I just read the sample of Intrusion available on the web. It looks outstanding. It is good enough to order from overseas, given that it is not published in Canada yet.

Many thanks, Rob.

As far as I know UK publication is legally the same as publication in Canada, seeing as Canada is part of the Commonwealth, unlike another North American country I could mention.

Speaking of empires, I've always been amused by the very existence of St Pierre et Miquelon.

Would that it were so.. Most large publishers seem to lump Canada in with the US for publication rights. So Intrusion is not available except by mail order. I had a similar experience with the Night Sessions - I bought my copy in the UK while on a visit.
Speaking of which - do my suspicions that the latter book was not published in North America for so long have any connection with the subject matter - religion being a touchy subject with said North American country?

At the risk of seeming boring, St.

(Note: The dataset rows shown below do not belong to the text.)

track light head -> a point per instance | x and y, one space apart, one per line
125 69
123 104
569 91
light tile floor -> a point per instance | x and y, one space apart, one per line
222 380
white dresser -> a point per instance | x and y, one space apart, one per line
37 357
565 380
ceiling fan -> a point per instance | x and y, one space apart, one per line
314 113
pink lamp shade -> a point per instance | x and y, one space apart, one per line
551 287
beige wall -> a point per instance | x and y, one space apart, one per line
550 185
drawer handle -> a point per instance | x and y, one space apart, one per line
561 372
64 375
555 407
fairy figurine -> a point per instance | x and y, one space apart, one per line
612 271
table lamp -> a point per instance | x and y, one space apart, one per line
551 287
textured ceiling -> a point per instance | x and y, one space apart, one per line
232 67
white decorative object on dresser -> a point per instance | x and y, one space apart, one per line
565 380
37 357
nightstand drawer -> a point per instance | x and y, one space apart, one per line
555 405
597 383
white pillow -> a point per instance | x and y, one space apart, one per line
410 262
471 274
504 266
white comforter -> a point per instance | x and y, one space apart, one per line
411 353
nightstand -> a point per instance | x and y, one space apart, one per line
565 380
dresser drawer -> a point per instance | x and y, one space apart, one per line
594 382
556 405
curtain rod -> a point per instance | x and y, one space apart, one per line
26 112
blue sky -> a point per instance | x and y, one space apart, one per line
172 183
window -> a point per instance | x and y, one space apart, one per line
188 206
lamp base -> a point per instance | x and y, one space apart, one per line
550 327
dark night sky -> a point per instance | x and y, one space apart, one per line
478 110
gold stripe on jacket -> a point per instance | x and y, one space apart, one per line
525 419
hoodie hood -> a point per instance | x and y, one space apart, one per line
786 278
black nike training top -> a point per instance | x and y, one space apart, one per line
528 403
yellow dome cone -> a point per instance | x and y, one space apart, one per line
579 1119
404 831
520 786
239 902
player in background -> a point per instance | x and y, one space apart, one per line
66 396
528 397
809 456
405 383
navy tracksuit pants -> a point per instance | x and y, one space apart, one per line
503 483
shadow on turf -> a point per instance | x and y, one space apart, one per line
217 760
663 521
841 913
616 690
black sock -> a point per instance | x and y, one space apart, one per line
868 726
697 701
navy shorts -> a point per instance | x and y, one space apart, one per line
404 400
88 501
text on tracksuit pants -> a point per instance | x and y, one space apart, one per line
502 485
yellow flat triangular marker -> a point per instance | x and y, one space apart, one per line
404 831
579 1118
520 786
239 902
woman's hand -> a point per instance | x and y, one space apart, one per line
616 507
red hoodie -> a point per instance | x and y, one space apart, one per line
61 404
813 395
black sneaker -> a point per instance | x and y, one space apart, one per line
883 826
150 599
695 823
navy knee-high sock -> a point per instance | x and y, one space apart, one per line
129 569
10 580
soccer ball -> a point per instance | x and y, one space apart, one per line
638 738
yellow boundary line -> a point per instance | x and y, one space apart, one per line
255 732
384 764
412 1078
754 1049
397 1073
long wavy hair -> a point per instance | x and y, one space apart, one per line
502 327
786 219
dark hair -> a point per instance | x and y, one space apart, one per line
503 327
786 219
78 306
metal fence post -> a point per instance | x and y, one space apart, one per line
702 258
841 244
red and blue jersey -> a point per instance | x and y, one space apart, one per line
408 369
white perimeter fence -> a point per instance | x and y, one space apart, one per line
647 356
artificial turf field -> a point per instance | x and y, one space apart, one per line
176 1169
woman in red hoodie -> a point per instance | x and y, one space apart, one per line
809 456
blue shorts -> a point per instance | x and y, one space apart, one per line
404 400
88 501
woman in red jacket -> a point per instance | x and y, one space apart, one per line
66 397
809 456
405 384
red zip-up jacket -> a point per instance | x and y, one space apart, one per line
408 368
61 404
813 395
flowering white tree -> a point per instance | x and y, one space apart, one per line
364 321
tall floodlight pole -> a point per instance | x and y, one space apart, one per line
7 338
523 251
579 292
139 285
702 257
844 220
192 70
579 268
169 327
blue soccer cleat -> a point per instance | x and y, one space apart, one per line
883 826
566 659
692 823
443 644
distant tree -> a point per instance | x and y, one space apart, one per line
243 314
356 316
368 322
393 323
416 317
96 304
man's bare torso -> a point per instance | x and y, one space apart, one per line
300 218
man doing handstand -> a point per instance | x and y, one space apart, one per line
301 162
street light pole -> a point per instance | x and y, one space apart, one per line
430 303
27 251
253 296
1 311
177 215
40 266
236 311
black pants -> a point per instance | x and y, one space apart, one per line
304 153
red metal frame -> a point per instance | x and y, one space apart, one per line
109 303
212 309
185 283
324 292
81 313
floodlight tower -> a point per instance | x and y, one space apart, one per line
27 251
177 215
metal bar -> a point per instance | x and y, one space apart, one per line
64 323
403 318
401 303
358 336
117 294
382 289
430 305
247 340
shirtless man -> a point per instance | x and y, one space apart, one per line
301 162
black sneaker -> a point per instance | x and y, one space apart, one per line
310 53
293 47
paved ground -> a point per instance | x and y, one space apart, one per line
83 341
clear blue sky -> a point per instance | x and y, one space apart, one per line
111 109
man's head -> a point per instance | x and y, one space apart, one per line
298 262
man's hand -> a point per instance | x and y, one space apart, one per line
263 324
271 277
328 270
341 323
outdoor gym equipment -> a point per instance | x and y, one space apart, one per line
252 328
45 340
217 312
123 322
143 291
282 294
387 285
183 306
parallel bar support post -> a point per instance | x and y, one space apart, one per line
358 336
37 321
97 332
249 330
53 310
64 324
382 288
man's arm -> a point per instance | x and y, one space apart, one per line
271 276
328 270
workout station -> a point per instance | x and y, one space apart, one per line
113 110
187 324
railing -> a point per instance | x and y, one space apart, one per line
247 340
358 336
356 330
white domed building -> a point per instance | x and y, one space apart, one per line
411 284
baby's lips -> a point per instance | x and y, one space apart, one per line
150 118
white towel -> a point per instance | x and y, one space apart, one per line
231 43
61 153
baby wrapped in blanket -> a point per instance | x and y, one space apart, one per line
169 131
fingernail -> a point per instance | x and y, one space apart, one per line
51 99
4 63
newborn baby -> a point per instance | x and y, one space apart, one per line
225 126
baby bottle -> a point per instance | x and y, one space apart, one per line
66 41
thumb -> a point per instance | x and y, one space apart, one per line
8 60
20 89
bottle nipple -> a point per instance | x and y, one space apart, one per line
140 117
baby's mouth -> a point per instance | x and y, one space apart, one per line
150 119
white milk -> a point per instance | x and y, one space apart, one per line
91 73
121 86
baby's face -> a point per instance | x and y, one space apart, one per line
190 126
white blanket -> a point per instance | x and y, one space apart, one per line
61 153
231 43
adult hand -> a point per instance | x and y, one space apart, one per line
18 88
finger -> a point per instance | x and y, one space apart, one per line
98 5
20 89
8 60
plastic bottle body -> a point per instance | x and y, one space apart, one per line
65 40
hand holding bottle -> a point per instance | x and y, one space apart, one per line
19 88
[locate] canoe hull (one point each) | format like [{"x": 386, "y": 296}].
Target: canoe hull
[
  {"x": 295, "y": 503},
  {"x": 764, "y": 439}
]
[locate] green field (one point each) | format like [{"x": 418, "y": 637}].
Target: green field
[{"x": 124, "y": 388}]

Pierre and Miquelon are an amusing vestige of the French Empire in the Americas (although there are a few others - such as their rocket launching pad in South America and the odd Caribbean island). Their major motivation for keeping their foothold was more commercial, though. Both islands remain useful spots for French fishermen to put into port, and guarantee access to the cod fisheries of the St. Lawrence Gulf and Grand Banks - and in the 18th century the cod fisheries were worth far more than the French colonies on the mainland - which they were happy enough to get rid of.

Ron - No connection with the subject matter To repeat what I said in an ealier comment: After the Tor edition of The Execution Channel didn't do well in the States, Tor was reluctant to take on my later books. Nothing ideological - it was a commercial decision.

The good news is that I now have a very strong US publisher, Pyr, which has already published The Restoration Game and has an April release date for The Night Sessions.

I have UK copies of both - although I checked out the cover art from Pyr - and it is very nice. Will Intrusion be out from Pyr in the near future also?

I am amazed that The Execution Channel did not sell well.

Rob - Pyr, Intrusion: no doubt my agent is on the case.

The Execution Channel got good US reviews, but it had a somewhat disconcerting cover and the first printing, through no fault of the publisher, had a quite baffling misprint throughout due to the printer applying a change AFTER the proofs had been signed off. don't know if either of these had much to do with its disappointing sales, though. There may be some readers who will never forgive me the absence of exploding spaceships and anarcho-capitalism.

I'll have to reread my copy to find the misprint.
As I recall it did have an exploding space drive - but anarchocapitalism was thin on the ground, as you say.
I myself found the most attractive parts of the Fall Revolution series to be the descriptions of student politics. They took me back to my student days with an almost painful wrench.